Although I have not contacted Sun's support organization to check, it's unlikely that the maximum supported file system size of ZFS is 2^128 blocks since it's highly improbable that Sun has actually tested a ZFS file system to anywhere near 2^128 blocks in size. If Sun hasn't tested a file system size anywhere near this large, how can they claim to support it?
Theoretical Maximum File System Size
So lets do a real comparison of "theorteical maximum file system size". The theoretical maximum file system size of VxFS, with the current version 7 disk layout, is 2^85 bytes (32 yottabytes or 32,768 zettabytes). With some knowledge of the VxFS disk layout, this is easy to calculate. In a multi-device file system, VxFS reserves 16 bits for the device number, 56 bits for the file system block number, and has a maximum file system block size of 8192 bytes (2^13 bytes). Putting these together we get a theoretical maximum file system size of 2^16 devices * 2^56 blocks/device * 2^13 bytes/block == 2^85 bytes.
(Note that going past 2^63 bytes in a file or 2^64 blocks in a file system will probably require a change to the Operating System APIs, which currently use 64 bit fields to hold these numbers).
Of course that's just with the current disk layout. VxFS has gone through 6 revisions of it's disk layout since 1989 and each time we've provided an online upgrade from the previous version(s) of the disk layout. Further, we support older versions of the disk layout for several years after we introduce a newer version, so upgrading is relatively painless for our customers.
This year has seen the first shipment of 1 Tbyte disk drives. If current trends continue (which seems unlikely), we'll see 512 Ebyte (exabyte) disk drives in about 21 years, around which time a new version of the VxFS disk layout would be required. Of course we'll probably have revised the disk layout to offer other new features before than, but this should give some feeling for the scalability of the current layout.
ZFS is Not Quite 128 Bits
Sun's paper contains another error when it's claim that the scalability of ZFS is "128 bits". While I've already discussed the mistake of comparing the maximum supported file system size of a VxFS file system to the theoretical maximum scalability of ZFS , it appears that the maximum size of a ZFS file system is a good deal less than 2^128 blocks that is claimed. Based on this description of the ZFS disk layout, a block pointer consists of a 32 bit device number, a 63 bit block offset (number), and some other information (see the description of block pointers at the start of Chapter 2 or look at the definition of blkptr_t in /usr/src/uts/common/fs/zfs/sys/spa.h in the Open Solaris source code).

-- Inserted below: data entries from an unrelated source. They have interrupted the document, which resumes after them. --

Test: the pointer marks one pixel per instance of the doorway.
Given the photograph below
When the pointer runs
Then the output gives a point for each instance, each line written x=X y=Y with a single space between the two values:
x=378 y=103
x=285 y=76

Since ZFS block offsets are always in units of 512 bytes, this means the maximum size of a ZFS file system is 2^32 devices * 2^63 blocks * 2^9 bytes/block == 2^104 bytes This is not exactly the 2^128 blocks claimed in the white paper.
Now, 2^104 bytes for ZFS is still a lot more than the 2^85 bytes for VxFS, but for all practical purposes they're the same -- larger than anything required for the forsee-able future. And, frankly, I think allowing ZFS 2^104 bytes is a overly generous since that includes an assumption of 4 billion devices. I have a difficult time imagining more than 100,000 disk devices in a data center. If we limit ZFS to 131,072 devices (2^17 devices), then the maximum file system size drops to 2^87 bytes which is pretty darn close to VxFS.
Sun has made a number of comparisons between ZFS and VxFS. In the area of scalability, Sun has considerably exaggerated any differences that might exist between the two file systems. In subsequent blog entries I'll look at some of the other issues Sun raises, particularly performance.
Much like benchmark results, claims of scalability need to be examined carefully and treated with skepticism.